The Campbell Academy Blog

Changes

Written by Colin Campbell | 17/11/22 18:00

One of my oldest (Nottingham based) friends in the world came to the clinic the other day.

Phil Hollows, who taught me how to be a surgeon back in the 90’s and went on to be what I would consider to be one of the finest surgeons I’ve ever seen, brought his daughter to the practice for a filling.

Phil is retired but we had a cup of tea and a conversation about what it was like when we hit the ground running in the Queen’s Medical Centre in Nottingham in 1995.

Phil had just returned from his medical training in plastics, general and neurosurgery and I had just arrived from Glasgow in a second-hand car with my whole life in it to a city that I knew nothing about.

One of the things we were reminiscing about was working with a consultant surgeon called Mike Bromige who had been an institution in Nottingham maxillofacial surgery for years.

Mike was a singly qualified (dental) surgical consultant who did mostly wisdom teeth and canine exposures and a little bit of cleft repairs at second stage when kids were aged 12 or 13.

He would do fractured mandibles and zygomas but nothing more complicated than that although he was really, really brilliant with his hands and could repair orbital flaws in mid-third factures.

The thing about Mike was he had a wonderful life.

A really healthy and well sustained private practice, top consultant salary and not really a load of sh*t that people currently have to deal with.
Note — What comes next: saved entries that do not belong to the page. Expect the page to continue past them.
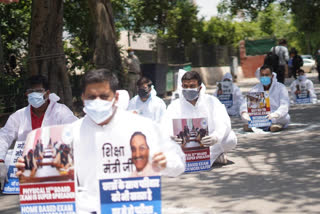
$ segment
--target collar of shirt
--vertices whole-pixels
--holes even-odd
[[[50,105],[50,100],[49,100],[49,105]],[[44,115],[46,112],[44,112],[40,117],[38,117],[32,110],[34,108],[30,105],[30,112],[31,112],[31,125],[32,125],[32,130],[40,128],[42,125],[42,121],[44,118]]]

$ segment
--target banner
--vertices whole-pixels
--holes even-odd
[[[14,145],[14,149],[10,158],[10,164],[8,167],[8,181],[4,184],[3,194],[19,194],[19,178],[16,176],[17,168],[16,162],[19,157],[22,156],[24,141],[17,141]]]
[[[101,213],[161,213],[161,177],[152,164],[157,150],[152,140],[155,136],[129,130],[109,139],[98,137]]]
[[[73,142],[70,126],[28,134],[20,176],[21,213],[75,213]]]
[[[310,93],[305,83],[299,83],[296,85],[296,103],[297,104],[309,104],[311,103]]]
[[[233,105],[233,84],[232,82],[218,82],[218,91],[217,97],[222,104],[226,106],[226,108],[230,108]]]
[[[207,118],[173,119],[173,134],[182,140],[181,148],[186,154],[185,172],[208,170],[210,149],[201,144],[208,135]]]
[[[251,118],[251,121],[248,122],[249,128],[271,126],[271,120],[266,118],[270,114],[269,92],[249,92],[247,107]]]

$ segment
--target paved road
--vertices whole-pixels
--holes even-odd
[[[320,99],[316,75],[308,76]],[[256,82],[238,85],[245,92]],[[291,106],[290,126],[273,134],[244,133],[240,119],[232,118],[238,146],[228,154],[229,164],[163,178],[163,213],[320,213],[319,113],[320,104]],[[17,196],[1,195],[0,204],[0,213],[19,213]]]

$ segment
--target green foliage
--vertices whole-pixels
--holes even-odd
[[[0,4],[0,32],[5,60],[12,53],[21,56],[28,48],[31,3],[31,0],[20,0],[19,3]]]

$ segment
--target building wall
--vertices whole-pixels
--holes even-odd
[[[264,58],[265,55],[247,56],[245,41],[240,42],[240,65],[245,78],[255,77],[255,72],[263,65]]]

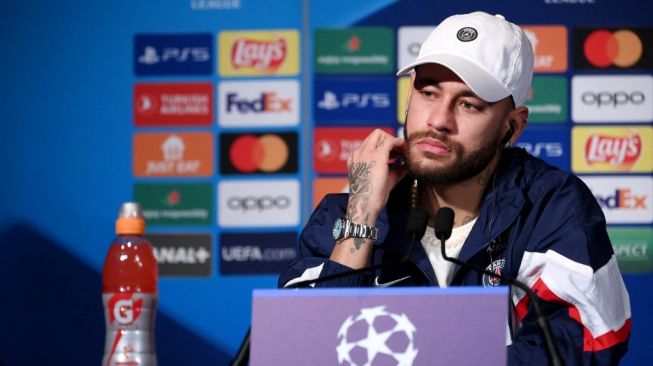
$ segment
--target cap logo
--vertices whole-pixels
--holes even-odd
[[[462,42],[471,42],[478,37],[478,32],[472,27],[461,28],[456,34],[458,40]]]

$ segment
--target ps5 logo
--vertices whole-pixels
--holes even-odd
[[[387,93],[343,93],[341,98],[331,90],[326,90],[317,102],[320,109],[334,110],[340,108],[388,108],[390,95]]]
[[[516,145],[535,157],[559,158],[564,154],[559,142],[518,142]]]
[[[159,62],[208,62],[211,51],[206,47],[165,47],[158,52],[156,47],[145,46],[138,62],[155,65]]]

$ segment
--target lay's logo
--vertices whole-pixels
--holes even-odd
[[[585,144],[588,164],[632,165],[641,152],[642,139],[639,135],[614,137],[597,134],[591,135]]]
[[[577,173],[653,171],[653,128],[574,127],[572,170]]]
[[[257,41],[238,39],[231,47],[231,60],[236,69],[254,67],[273,71],[286,59],[287,46],[284,39]]]
[[[299,33],[295,30],[222,32],[221,76],[296,75]]]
When I think back on Mike’s life, he was coming to the end of his consultant job when I worked there, he was from another era.

He was very well respected for the work that he’d done over the years and very, very experience in his field, but it wasn’t particularly complex.
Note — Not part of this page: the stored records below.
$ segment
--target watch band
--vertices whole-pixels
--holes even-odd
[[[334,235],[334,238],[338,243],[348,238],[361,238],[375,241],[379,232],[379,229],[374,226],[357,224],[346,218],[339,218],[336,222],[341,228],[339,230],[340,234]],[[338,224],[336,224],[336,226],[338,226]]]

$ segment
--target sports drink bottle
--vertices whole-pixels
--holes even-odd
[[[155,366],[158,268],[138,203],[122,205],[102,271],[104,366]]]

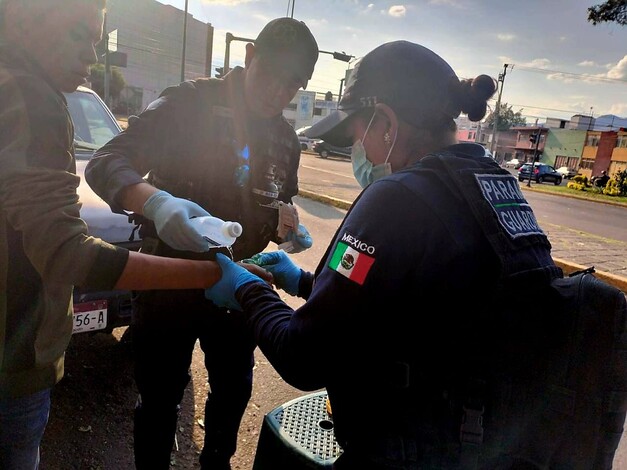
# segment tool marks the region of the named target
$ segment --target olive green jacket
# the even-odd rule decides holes
[[[74,285],[111,289],[128,251],[87,235],[65,97],[0,40],[0,399],[63,376]]]

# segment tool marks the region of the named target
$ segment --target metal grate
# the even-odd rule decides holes
[[[314,460],[333,461],[342,449],[335,440],[326,401],[326,392],[312,393],[275,408],[267,418],[274,421],[283,439],[310,454]]]

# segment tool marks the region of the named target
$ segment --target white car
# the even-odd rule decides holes
[[[301,150],[313,151],[314,145],[316,145],[317,142],[320,142],[320,139],[311,139],[304,134],[310,127],[311,126],[305,126],[300,129],[296,129],[296,135],[298,136],[298,140],[300,140]]]
[[[503,165],[505,168],[516,168],[520,162],[517,158],[512,158],[511,160],[507,160]]]
[[[577,174],[577,170],[573,170],[567,166],[560,166],[556,171],[566,179],[570,179]]]
[[[114,214],[85,181],[85,167],[94,151],[122,129],[107,105],[89,88],[79,87],[73,93],[64,93],[74,123],[74,149],[81,217],[87,223],[89,235],[111,244],[138,250],[141,240],[136,226],[127,215]],[[131,292],[74,288],[74,333],[104,331],[126,326],[131,320]]]

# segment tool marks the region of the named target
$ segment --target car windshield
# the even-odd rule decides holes
[[[68,109],[74,122],[77,148],[96,150],[118,134],[115,120],[91,93],[67,93]]]

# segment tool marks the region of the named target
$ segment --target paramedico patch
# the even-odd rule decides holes
[[[329,267],[361,286],[374,264],[374,252],[374,246],[344,233],[333,251]]]
[[[501,227],[512,238],[544,235],[531,206],[511,175],[475,175],[481,193],[492,206]]]

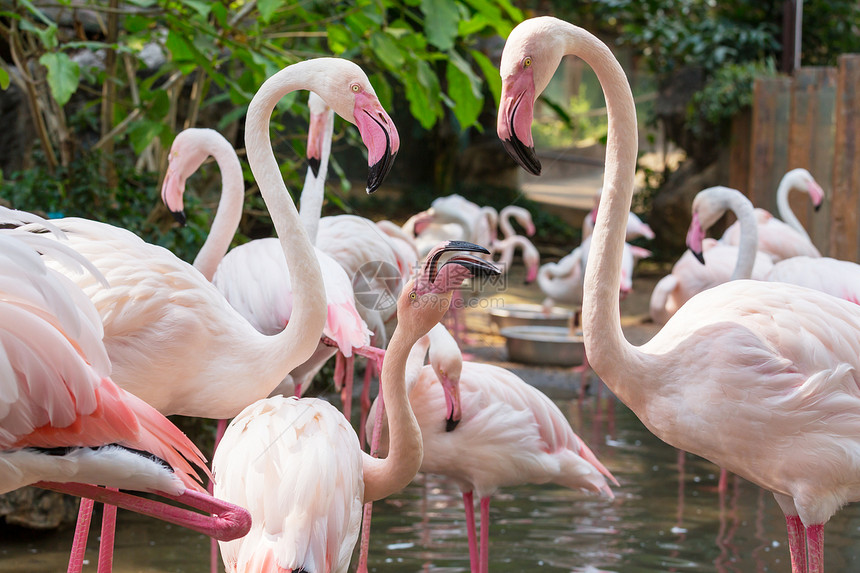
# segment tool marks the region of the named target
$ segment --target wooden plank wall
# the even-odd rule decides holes
[[[833,210],[830,252],[860,261],[857,228],[860,195],[860,54],[839,58],[836,88],[836,142],[833,160]]]
[[[804,167],[824,189],[815,212],[792,193],[792,209],[823,255],[860,262],[860,54],[836,68],[758,78],[749,115],[735,118],[729,184],[776,214],[776,189]]]

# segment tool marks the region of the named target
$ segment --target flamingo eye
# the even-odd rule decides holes
[[[410,298],[411,300],[415,300],[416,298],[418,298],[418,293],[416,293],[415,291],[410,292],[410,293],[409,293],[409,298]]]
[[[350,86],[350,89],[351,89],[354,93],[358,93],[358,92],[359,92],[359,90],[361,90],[361,86],[359,86],[358,84],[352,84],[352,85]]]
[[[526,56],[526,59],[523,60],[523,67],[527,68],[530,65],[532,65],[532,59],[530,57]]]

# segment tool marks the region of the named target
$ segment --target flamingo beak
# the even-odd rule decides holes
[[[541,164],[532,140],[535,86],[531,68],[502,80],[496,132],[505,151],[520,167],[540,175]]]
[[[442,390],[445,394],[445,407],[447,411],[445,431],[453,432],[463,417],[463,412],[460,409],[460,385],[454,383],[444,373],[439,374],[439,382],[442,384]]]
[[[319,177],[320,174],[326,119],[325,113],[311,113],[311,121],[308,126],[308,167],[311,168],[314,177]]]
[[[187,222],[182,195],[185,193],[185,180],[176,173],[176,170],[167,169],[164,183],[161,184],[161,200],[173,215],[173,219],[184,227]]]
[[[376,191],[391,171],[400,150],[400,135],[394,122],[375,95],[360,92],[355,96],[355,124],[367,147],[368,194]]]
[[[824,189],[815,181],[809,182],[809,196],[812,198],[812,205],[817,213],[824,203]]]
[[[446,258],[440,264],[443,255],[451,253],[453,253],[453,256]],[[427,256],[427,262],[424,264],[424,270],[430,283],[434,283],[442,268],[449,264],[457,264],[464,267],[471,276],[495,276],[501,274],[496,265],[467,253],[489,255],[490,251],[480,245],[466,241],[447,241],[431,251]]]
[[[690,228],[687,230],[687,247],[703,265],[705,264],[705,257],[702,254],[704,251],[702,242],[704,240],[705,232],[702,230],[702,223],[699,221],[699,214],[693,213],[693,220],[690,221]]]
There was no digital, no email, no video conferencing and no real sign that the general medical council or the general dental council would come anywhere near you unless you were the most terrible person in the world.

You came to work, got respected because you did that job, and then went home to do all the wonderful things you did with all the money that you had and the respect that you had and the time and the peace that you had.
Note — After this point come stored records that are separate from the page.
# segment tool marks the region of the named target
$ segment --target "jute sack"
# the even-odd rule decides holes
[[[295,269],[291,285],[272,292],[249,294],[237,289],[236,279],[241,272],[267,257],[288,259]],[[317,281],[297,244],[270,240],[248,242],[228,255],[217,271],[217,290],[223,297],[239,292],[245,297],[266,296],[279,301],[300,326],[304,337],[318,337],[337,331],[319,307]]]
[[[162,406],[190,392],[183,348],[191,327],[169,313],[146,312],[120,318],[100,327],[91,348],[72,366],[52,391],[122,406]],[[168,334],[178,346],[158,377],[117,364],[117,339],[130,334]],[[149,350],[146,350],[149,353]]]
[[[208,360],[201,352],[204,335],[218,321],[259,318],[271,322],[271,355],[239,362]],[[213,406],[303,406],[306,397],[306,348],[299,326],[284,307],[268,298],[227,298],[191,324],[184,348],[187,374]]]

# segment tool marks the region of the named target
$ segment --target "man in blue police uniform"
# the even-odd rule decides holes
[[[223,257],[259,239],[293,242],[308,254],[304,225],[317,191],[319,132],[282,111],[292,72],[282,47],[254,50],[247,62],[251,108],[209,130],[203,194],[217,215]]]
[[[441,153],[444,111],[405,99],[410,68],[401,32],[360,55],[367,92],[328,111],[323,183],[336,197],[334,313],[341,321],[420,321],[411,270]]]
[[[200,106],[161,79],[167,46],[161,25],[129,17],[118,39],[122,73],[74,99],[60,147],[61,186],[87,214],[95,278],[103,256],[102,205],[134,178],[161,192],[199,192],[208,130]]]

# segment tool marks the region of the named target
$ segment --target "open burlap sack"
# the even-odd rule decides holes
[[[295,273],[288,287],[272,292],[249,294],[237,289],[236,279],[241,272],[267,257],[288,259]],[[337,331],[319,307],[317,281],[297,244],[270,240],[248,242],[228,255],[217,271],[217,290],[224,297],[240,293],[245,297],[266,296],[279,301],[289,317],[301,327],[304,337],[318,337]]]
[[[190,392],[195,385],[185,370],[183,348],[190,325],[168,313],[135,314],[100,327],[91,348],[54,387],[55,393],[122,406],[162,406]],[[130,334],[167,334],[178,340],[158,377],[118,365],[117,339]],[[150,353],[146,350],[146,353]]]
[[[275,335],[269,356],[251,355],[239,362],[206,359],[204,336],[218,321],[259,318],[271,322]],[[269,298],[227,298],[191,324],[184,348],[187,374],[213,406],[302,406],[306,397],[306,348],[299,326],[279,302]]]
How different the world is now?

By the time Phil finished his maxillofacial job (pretty much in the same post as Mike) they were CAD/CAM designing titanium frameworks to screw free flaps onto for cancer reconstruction and providing distraction osteogenesis procedures to regrow mandibular defects.

I think we can now see why people are losing their minds.

Mike’s job didn’t change a massive amount over the last 20 years that he worked, but in the most recent 20 years it’s changed exponentially.

It’s fine to ride the wave of change but only a little one and really only one at a time.